Pavel Dlouhý leitet die Abteilung für Infektiologie der tschechischen Ärztekammer. In den Inlandssendungen des Tschechischen Rundfunks sprach er am Dienstag über die Übertragungswege der Affenpocken:
„Zu einer Ansteckung via Tröpfcheninfektion kann es nur bei sehr nahem Körperkontakt kommen. Der Abstand darf nicht mehr als etwa einen Meter betragen, und diese Begegnung muss über längere Zeit bestanden haben. Die EU spricht von acht Stunden. Vor alltäglichem Kontakt mit anderen Menschen, etwa in Verkehrsmitteln, Supermärkten oder am Arbeitsplatz, muss man keine Angst haben.“
Die Ansteckung erfolgt eher über Körperflüssigkeiten, also etwa bei Sexualkontakten. Zudem kann die Krankheit über den Hautschorf der Infizierten weitergegeben werden. Aufgrund des Übertragungsweges ist die Gefahr für eine Epidemie laut Pavel Dlouhý nicht sehr groß:
„Ich denke nicht, dass wir allzu große Angst haben sollten. Die europäischen Institutionen erwarten eher Dutzende oder ein paar Hundert Infektionen – nicht Tausende oder gar eine zweite Epidemie wie bei Corona.“
Zudem ist die Sterblichkeit bei den mit Affenpocken infizierten Menschen nicht sonderlich hoch. Studien aus Afrika zufolge starben dort 3,7 Prozent aller Infizierten. Eine besonders aggressive Mutation soll dem deutschen Robert-Koch-Institut zufolge zwar eine Letalität von elf Prozent erreicht haben, die Daten aus Afrika ließen sich aufgrund der Unterschiede im Gesundheitssystem jedoch nicht einfach auf den europäischen Kontext übertragen. Bei einem Ausbruch in den USA im Jahr 2003 verstarb keine der 50 infizierten Personen.

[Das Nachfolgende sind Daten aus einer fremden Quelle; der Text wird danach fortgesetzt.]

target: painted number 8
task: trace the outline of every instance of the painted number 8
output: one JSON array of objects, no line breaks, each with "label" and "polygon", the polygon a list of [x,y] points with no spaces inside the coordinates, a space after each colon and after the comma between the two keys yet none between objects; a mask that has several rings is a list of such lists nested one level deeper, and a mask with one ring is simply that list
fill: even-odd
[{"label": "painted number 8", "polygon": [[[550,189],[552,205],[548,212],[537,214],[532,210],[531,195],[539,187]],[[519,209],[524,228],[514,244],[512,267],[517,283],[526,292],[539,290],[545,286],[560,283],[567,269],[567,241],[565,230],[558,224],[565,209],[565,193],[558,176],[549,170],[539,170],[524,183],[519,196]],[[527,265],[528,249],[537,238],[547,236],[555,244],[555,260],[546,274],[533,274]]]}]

Dennoch sollten infizierte Personen für einen Zeitraum von drei Wochen isoliert werden, sagt der Epidemiologe und ehemalige Gesundheitsminister Roman Prymula:
„Es besteht ein gewisses Risiko für eine Ansteckung. Deshalb werden gerade entsprechende Maßnahmen vorbereitet. So sollen infizierte Personen und Menschen mit einem Verdacht auf die Krankheit für 21 Tage in Isolation sein. Dadurch soll der Kontakt mit anderen Menschen und eine Weiterverbreitung der Krankheit verhindert werden.“
Doch auch Roman Prymula befürchtet keinen flächendeckenden Ausbruch der Affenpocken in Tschechien.